Li Shengming uses a telescopic pole to measure the height of a tree. (photo by Lin Min-hsuan)
 

Carbon sequestration

The forest coverage rate of each nation has different implications for action depending on the situation. “In Taiwan, the focus of forestry management should be on bolstering the health of existing forests and raising their capacity as carbon sinks,” says Huang Chyun-shiou.

Carbon sink capacity is a measure of how forest plants absorb carbon dioxide (CO2) through photosynthesis and fix it in vegetation and the soil, thus reducing the concentration of CO2 in the atmosphere.

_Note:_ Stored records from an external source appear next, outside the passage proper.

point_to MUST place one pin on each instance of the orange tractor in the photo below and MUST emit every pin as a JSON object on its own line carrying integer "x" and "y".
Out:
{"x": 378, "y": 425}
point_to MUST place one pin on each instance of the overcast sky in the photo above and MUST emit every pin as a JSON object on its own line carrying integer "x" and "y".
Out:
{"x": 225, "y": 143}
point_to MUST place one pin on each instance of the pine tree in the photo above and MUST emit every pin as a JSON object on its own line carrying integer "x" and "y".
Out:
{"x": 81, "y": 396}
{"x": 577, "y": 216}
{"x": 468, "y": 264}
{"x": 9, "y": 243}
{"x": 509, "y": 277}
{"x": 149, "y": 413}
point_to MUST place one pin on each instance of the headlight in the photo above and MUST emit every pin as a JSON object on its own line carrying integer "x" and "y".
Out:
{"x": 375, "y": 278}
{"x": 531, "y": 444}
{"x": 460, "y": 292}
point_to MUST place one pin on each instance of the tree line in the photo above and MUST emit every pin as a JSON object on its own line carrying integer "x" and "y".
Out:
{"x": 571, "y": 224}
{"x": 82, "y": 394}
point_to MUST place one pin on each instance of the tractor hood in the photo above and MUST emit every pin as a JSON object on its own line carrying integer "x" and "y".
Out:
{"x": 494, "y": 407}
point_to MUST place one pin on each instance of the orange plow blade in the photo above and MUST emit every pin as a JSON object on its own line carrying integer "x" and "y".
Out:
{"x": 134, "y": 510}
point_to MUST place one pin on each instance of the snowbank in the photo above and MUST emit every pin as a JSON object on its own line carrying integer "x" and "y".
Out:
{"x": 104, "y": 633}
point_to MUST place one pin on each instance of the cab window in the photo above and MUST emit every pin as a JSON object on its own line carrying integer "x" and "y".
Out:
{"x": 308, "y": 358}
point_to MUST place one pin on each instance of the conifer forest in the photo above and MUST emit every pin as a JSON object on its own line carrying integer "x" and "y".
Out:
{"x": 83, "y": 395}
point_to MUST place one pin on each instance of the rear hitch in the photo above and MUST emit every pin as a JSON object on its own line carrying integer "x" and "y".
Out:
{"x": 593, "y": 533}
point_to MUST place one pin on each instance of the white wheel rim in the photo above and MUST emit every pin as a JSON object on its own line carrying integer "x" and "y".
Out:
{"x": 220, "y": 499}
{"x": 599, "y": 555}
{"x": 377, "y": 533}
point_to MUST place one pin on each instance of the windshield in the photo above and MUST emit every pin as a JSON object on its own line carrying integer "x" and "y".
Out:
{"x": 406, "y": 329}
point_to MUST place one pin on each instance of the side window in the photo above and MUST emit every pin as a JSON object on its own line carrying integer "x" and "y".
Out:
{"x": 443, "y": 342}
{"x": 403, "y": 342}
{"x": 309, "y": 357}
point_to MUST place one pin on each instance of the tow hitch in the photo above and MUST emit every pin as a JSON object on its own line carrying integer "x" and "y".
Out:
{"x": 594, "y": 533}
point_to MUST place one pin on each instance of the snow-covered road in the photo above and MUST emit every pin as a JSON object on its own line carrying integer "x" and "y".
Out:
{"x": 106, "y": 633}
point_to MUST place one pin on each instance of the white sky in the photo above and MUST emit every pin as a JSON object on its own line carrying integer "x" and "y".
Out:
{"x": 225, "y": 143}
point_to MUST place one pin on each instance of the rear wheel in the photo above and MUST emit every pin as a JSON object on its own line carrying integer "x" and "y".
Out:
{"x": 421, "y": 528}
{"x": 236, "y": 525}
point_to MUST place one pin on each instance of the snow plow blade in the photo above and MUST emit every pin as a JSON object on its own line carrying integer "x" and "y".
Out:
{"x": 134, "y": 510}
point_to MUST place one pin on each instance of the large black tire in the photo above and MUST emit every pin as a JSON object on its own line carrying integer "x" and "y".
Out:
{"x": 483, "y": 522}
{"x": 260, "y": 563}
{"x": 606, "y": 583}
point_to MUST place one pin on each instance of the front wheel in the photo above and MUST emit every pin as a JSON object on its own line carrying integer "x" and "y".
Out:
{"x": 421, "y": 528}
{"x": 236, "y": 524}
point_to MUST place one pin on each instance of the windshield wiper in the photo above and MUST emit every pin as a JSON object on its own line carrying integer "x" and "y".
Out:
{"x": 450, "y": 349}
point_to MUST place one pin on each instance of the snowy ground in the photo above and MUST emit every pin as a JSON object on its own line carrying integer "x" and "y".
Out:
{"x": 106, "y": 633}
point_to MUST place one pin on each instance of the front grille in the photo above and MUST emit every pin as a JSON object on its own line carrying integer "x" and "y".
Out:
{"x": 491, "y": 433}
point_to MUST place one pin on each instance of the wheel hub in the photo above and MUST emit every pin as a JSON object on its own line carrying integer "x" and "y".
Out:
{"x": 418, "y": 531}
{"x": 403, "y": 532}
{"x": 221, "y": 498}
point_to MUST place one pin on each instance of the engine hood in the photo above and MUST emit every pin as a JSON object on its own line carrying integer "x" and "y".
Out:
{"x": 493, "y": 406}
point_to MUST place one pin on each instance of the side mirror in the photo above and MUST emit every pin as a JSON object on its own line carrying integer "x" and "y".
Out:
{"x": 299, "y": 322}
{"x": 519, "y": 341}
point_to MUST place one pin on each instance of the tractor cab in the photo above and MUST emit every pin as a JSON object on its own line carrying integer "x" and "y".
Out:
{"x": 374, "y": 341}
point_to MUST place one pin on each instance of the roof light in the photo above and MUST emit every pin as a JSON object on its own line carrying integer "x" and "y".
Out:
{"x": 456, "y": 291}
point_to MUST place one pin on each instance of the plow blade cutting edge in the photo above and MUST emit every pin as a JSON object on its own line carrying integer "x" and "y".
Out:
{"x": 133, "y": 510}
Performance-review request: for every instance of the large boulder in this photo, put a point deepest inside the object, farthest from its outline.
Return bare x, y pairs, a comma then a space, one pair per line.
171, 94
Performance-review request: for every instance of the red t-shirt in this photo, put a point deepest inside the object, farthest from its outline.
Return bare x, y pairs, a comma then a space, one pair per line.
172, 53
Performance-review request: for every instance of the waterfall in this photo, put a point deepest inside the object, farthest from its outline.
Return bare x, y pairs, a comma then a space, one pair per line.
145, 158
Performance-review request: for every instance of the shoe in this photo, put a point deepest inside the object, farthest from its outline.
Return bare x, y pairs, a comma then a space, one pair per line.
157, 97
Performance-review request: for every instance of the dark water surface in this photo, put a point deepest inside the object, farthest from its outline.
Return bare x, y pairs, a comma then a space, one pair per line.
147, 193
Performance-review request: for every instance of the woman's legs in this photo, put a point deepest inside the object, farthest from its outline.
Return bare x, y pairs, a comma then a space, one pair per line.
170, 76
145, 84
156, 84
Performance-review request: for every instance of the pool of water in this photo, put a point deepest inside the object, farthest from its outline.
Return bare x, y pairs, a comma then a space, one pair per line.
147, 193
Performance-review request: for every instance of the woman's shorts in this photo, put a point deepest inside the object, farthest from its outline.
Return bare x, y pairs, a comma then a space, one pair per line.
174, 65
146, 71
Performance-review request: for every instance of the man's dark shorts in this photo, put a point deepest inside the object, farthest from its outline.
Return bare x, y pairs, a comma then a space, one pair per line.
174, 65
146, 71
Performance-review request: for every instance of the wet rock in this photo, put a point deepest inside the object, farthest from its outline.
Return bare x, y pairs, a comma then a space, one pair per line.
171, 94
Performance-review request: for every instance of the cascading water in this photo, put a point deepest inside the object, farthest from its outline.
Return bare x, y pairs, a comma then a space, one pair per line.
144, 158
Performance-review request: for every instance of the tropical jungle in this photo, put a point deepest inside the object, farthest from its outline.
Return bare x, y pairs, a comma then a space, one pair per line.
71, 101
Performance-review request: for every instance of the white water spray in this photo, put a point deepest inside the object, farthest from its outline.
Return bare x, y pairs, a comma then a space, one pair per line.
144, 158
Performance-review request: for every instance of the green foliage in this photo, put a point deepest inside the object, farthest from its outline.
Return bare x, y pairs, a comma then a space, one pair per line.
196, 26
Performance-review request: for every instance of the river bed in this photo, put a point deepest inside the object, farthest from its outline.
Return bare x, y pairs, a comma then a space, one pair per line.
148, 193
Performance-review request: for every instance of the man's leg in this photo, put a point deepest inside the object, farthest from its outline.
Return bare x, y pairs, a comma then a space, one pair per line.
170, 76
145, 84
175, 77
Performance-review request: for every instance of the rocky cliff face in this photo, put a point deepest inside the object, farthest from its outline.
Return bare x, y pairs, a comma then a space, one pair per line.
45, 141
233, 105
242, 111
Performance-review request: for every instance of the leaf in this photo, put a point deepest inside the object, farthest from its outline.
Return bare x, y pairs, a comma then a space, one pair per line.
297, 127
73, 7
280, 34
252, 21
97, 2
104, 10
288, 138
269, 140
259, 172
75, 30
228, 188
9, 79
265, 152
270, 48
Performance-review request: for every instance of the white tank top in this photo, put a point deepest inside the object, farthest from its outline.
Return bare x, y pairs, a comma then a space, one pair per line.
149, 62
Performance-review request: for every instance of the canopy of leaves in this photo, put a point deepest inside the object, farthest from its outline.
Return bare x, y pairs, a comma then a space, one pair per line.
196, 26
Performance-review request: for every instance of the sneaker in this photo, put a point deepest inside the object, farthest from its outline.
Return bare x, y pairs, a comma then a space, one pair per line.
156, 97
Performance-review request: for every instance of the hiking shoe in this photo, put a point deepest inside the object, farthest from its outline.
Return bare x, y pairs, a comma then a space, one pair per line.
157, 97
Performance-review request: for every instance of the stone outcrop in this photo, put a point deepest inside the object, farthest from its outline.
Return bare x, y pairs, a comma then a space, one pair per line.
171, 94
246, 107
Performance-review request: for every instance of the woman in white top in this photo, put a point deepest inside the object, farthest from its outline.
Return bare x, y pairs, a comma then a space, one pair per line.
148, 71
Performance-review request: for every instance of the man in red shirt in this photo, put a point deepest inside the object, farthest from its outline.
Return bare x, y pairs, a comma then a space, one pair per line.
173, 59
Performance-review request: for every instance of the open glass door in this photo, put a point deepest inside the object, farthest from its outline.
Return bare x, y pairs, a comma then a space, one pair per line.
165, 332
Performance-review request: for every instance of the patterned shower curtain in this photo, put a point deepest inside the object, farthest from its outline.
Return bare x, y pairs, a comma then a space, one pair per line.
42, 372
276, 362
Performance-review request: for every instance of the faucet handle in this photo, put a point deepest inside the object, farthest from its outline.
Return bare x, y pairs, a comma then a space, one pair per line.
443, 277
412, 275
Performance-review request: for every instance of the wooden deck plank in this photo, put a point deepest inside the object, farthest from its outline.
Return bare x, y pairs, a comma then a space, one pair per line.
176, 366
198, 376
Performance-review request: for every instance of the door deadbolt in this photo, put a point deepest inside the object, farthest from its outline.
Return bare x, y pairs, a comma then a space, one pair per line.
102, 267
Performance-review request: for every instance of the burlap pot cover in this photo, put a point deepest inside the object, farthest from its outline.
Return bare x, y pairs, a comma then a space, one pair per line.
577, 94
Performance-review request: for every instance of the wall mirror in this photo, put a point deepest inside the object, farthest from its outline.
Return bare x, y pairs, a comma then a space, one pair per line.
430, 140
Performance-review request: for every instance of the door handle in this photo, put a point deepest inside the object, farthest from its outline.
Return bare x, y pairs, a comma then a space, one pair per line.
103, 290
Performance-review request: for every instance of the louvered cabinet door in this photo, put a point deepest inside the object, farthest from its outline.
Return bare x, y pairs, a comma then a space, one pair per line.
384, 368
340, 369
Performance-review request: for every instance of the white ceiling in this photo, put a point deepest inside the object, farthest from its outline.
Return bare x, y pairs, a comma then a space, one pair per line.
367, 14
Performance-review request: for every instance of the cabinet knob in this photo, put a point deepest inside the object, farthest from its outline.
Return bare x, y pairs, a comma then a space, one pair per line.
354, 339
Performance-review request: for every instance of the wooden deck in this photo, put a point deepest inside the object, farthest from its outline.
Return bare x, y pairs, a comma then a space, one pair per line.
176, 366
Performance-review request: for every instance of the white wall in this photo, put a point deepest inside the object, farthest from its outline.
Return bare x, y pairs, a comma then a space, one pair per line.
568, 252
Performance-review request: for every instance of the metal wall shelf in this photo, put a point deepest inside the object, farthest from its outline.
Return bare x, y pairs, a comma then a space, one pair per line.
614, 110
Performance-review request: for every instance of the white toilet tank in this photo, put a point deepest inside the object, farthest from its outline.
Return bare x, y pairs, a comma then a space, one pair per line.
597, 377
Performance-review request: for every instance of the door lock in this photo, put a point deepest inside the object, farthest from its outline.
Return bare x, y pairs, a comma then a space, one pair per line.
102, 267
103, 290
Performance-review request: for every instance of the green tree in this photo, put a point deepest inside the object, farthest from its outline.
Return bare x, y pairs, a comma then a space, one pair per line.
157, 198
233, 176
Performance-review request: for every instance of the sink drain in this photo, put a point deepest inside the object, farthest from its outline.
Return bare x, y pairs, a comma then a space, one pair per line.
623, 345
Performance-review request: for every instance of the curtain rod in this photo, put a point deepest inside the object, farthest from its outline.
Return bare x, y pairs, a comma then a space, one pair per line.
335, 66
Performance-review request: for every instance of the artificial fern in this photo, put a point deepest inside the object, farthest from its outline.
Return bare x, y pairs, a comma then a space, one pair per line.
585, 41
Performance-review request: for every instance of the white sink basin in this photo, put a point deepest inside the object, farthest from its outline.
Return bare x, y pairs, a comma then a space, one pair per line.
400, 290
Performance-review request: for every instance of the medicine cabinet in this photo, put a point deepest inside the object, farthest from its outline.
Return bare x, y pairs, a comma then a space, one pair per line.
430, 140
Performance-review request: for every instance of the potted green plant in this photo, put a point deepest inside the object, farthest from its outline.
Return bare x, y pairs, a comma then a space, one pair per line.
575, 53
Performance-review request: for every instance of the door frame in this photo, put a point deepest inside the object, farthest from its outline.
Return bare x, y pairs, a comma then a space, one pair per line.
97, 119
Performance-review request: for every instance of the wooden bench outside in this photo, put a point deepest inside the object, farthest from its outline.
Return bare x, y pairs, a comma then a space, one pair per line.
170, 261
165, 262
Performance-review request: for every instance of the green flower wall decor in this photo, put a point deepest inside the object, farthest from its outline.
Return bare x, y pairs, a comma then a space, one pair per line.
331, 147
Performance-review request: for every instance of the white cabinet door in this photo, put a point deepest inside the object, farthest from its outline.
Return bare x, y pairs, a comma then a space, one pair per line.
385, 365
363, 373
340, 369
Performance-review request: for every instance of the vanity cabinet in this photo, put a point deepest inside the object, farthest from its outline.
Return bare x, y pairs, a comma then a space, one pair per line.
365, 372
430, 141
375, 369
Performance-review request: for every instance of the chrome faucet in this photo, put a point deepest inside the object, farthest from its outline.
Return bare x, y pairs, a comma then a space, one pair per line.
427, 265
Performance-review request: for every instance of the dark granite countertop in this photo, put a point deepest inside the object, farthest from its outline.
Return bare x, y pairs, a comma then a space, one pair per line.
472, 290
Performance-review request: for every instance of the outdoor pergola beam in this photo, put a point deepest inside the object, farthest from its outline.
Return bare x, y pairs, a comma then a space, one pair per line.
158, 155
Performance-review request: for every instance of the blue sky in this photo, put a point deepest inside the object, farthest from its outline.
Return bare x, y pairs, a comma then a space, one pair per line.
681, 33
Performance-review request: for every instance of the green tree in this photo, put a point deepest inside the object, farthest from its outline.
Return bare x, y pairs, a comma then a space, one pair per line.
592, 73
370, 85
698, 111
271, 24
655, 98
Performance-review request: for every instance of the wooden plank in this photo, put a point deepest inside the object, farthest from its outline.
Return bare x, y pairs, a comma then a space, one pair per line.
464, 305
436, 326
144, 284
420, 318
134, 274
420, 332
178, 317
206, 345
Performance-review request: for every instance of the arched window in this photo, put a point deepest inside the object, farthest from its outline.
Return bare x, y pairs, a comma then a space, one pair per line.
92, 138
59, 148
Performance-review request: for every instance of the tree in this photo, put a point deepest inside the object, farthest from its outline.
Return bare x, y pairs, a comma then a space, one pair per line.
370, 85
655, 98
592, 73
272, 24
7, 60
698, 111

It may sound academic, but Huang quickly brings the subject down to earth: “It may be hard to connect life in Taiwan to carbon sinks, but globally 20% of growth in CO2 emissions comes not from the burning of fuel by factories and automobiles, but from the loss of forests.” In 2019, major forest fires in Australia and California put alarming amounts of CO2 into the atmosphere.

A more common misconception is that most people believe that cutting down trees is inevitably bad for the environment. “Wood from forests being used for furniture or other items is a form of carbon sequestration,” Huang explains. “Where the old tree grew, a new seedling will be planted that will continue to absorb CO2. It’s an example of sustainable use. That's why we advocate that people use more sustainable materials like wood.”

In terms of lumber production, Taiwan is far from self-sufficient, but that doesn’t mean we should simply rely on imports. “Taiwan’s forestry policies ought to put a greater focus on forestry management, including the proper management of lumber plantations,” says Huang. “To revive national natural resources, we need to make more efficient use of the land.”

Forests are among Taiwan’s most important natural resources, and an ethos of forest conservation is already widely established among the island’s people. Looking ahead, says Huang, “Taiwan must make better use of re­cyclable lumber to help reduce our carbon footprint.”